States Should Give Temporary Guaranteed Income to People Exiting Incarceration

States Should Give Temporary Guaranteed Income to People Exiting Incarceration


The Point

Barriers to employment, housing, and basic necessities make stability difficult, if not entirely out of reach, for individuals returning to their community after prison. States can improve public safety and increase postrelease success by providing a temporary guaranteed income to people exiting prison. 

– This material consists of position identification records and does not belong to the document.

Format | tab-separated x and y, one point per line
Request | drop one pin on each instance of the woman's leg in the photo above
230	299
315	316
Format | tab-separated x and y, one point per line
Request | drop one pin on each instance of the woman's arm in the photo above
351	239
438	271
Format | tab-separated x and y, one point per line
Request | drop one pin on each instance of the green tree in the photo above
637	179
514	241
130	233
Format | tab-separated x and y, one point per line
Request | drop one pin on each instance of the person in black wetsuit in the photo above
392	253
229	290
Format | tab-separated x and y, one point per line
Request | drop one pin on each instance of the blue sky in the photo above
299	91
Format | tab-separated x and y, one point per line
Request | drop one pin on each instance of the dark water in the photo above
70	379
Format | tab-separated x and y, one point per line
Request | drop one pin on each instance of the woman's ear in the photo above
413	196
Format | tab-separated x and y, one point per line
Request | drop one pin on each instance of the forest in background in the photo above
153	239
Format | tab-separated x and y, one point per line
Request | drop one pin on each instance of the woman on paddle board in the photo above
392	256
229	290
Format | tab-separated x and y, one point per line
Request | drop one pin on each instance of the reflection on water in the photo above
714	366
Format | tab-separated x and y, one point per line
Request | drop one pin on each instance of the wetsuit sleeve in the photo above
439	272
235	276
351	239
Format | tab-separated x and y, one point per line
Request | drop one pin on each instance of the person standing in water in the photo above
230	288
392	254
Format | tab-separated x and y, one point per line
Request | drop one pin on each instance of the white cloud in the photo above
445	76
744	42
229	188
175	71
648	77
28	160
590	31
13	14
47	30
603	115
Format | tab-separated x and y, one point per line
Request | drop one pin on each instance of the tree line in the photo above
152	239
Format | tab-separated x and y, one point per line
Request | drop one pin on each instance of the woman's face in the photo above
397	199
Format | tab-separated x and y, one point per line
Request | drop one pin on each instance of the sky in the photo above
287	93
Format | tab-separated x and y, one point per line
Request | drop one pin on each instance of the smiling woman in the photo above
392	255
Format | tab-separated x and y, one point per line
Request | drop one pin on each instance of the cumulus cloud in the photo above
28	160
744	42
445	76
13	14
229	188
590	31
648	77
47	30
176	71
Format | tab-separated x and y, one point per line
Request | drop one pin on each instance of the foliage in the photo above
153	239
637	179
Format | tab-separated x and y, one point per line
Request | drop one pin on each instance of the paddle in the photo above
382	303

States should implement temporary guaranteed income programs for people exiting incarceration: 

  • States should provide a temporary guaranteed income (TGI) as a “transitional buffer.” Temporary direct payments to individuals who are leaving prison can increase their success in obtaining employment, housing, and general economic stability—all of which reduce recidivism. A Bureau of Justice Statistics study indicates that the risk of recidivism is highest during the first year of reentry, so states should provide TGI for at least 12 months.
  • States should not place barriers in the way of TGI. To most effectively support reentry, payments should not be tied to program participation, supervision compliance, or treatment completion. The goal is to remove barriers to securing basic necessities, not reconfigure them. 
  • States can establish and fund TGI through marijuana legalization and related legislation. In a recent Appeal Lab report, Suffolk University Professor Lucius Couloute recommends that states “conceive of marijuana legalization and equity provisions as components of a justice reinvestment strategy aimed at reducing crime, economic costs, and over-criminalization.” With that understanding, tax revenue from legalization could fund TGI payments as a way of repairing some of the harm done by the War on Drugs.   

Guaranteed income helps address the circumstances that lead to crime:

  • TGI is a public safety strategy. Crime is prevented by increasing employment, ensuring access to mental health or substance use treatment, and providing other pathways toward stability. By taking care of basic needs, TGI allows individuals who are reentering communities to focus on increasing stability.
  • Professor Couloute explains that “those who have been to prison suffer from Depression-level unemployment rates, homelessness that far outpaces the general public, and a three-year re-arrest rate of 68 percent.” A temporary guaranteed income could mitigate each of these barriers. For example, the Stockton Economic Empowerment Demonstration (SEED) found that participants in the program generally used the monthly $500 they received to pay for necessities like food, utilities, and transportation. Participants were able to then complete education and training opportunities to secure employment or promotions. 
  • Guaranteed income programs specifically focused on returning residents are growing. Community Works, a non-profit organization in Oakland, California, has received funding to pilot a guaranteed income program that will provide a monthly income of $500 for at least 12 months to individuals reentering their community after incarceration. The city of Gainesville, Florida is partnering with non-profit Community Spring on a pilot program scheduled to launch in October that will send $600 monthly checks to some formerly incarcerated people. And the Durham City Council proposed using grant money to create a guaranteed income program that would give a designated group of formerly incarcerated people $500 to $1,000 a month. That program is also expected to launch in the fall.